Centimators: essential data transformers and model estimators for ML and data science competitions
centimators
is an open-source python library built on scikit-learn, keras, and narwhals: designed for building and sharing dataframe-agnostic (pandas/polars), multi-framework (jax/tf/pytorch), sklearn-style (fit/transform/predict) transformers, meta-estimators, and machine learning models for data science competitions like Numerai, Kaggle, and the CrowdCent Challenge.
Built for …
🏆 Competition Data Scientists | 📊 Financial-ML Engineers | ⚡ Performance Hunters | 🧠 Neural Network Architects |
---|---|---|---|
Iterate fast on Numerai, Kaggle, & CrowdCent submissions without reinventing feature engineering each time. | Production-ready transformers for ranking, lagging, returns, and rolling stats that respect time & group boundaries. | Swap Pandas ↔ Polars with a one-liner, leverage JAX/TF/PyTorch back-ends, and squeeze every millisecond out of your pipeline. | Build and improve upon architectures like bottleneck autoencoders and self-improving neural networks with the same scikit-learn-style API. |
Basic Usage
For common transformations like ranking (which groups by date) and lagging (which groups by ticker), use out-of-the-box transformers to create features out of your data, while easily handling group boundaries:
from centimators.feature_transformers import RankTransformer, LagTransformer
# Cross-sectional ranking: rank features within each date
rank_transformer = RankTransformer(feature_names=['close', 'volume'])
ranked_features = rank_transformer.fit_transform(
df[['close', 'volume']],
date_series=df['date']
)
# Time-series lagging: create lagged features within each ticker
lag_transformer = LagTransformer(windows=[1, 5, 10])
lagged_features = lag_transformer.fit_transform(
df[['close', 'volume']],
ticker_series=df['ticker']
)
For modeling your features, use centimators's model estimators. A family of Keras-backed estimators are available, including MLPRegressor, BottleneckEncoder, LSTMRegressor for sequences, and always more to come.
from centimators.model_estimators import MLPRegressor, LSTMRegressor
# For tabular data
model = MLPRegressor()
model.fit(df[feature_names], df['target'])
# For sequential/time-series data
lstm = LSTMRegressor(
lag_windows=[1, 2, 3, 4, 5],
n_features_per_timestep=len(feature_names),
lstm_units=[(64, 0.2, 0.1)],
bidirectional=True
)
lstm.fit(lagged_features, df['target'])
Getting Started
Ready to dive in? Check out our Installation & Quick Start guide to get up and running in minutes.
For comprehensive examples and advanced usage patterns, explore our User Guide and Tutorials.
Philosophy
centimators
makes heavy use of advanced scikit-learn concepts such as metadata routing.
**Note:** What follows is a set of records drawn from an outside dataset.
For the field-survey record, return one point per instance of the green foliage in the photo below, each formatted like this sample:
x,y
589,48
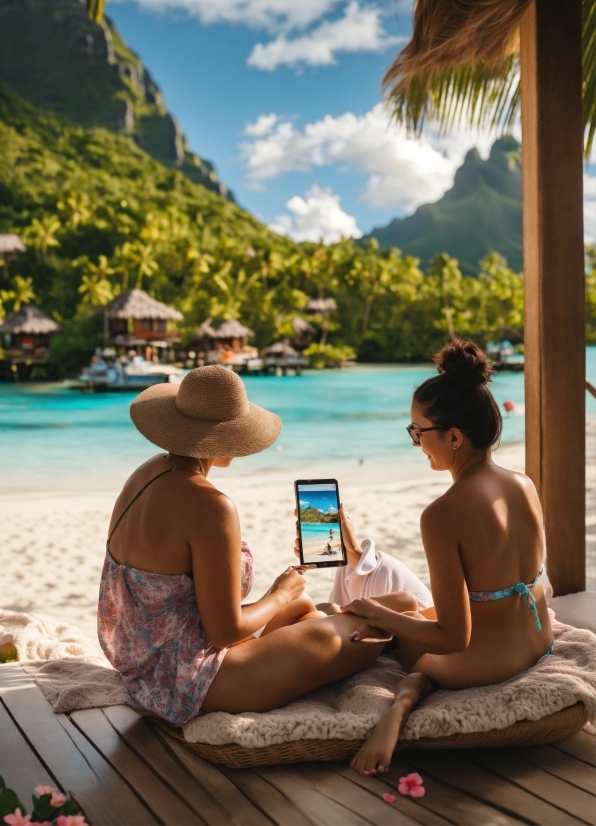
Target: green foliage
x,y
328,355
100,216
480,214
76,343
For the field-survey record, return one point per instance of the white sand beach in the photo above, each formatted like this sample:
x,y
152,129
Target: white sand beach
x,y
53,545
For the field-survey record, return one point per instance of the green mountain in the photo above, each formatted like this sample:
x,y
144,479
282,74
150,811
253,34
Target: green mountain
x,y
55,57
482,213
This enables powerful workflows where auxiliary data (like dates or tickers) flow seamlessly through complex pipelines to the specific components that need them.
The library is designed for practitioners who need production-ready, composable components for financial machine learning workflows while maintaining compatibility with the broader Python ML ecosystem.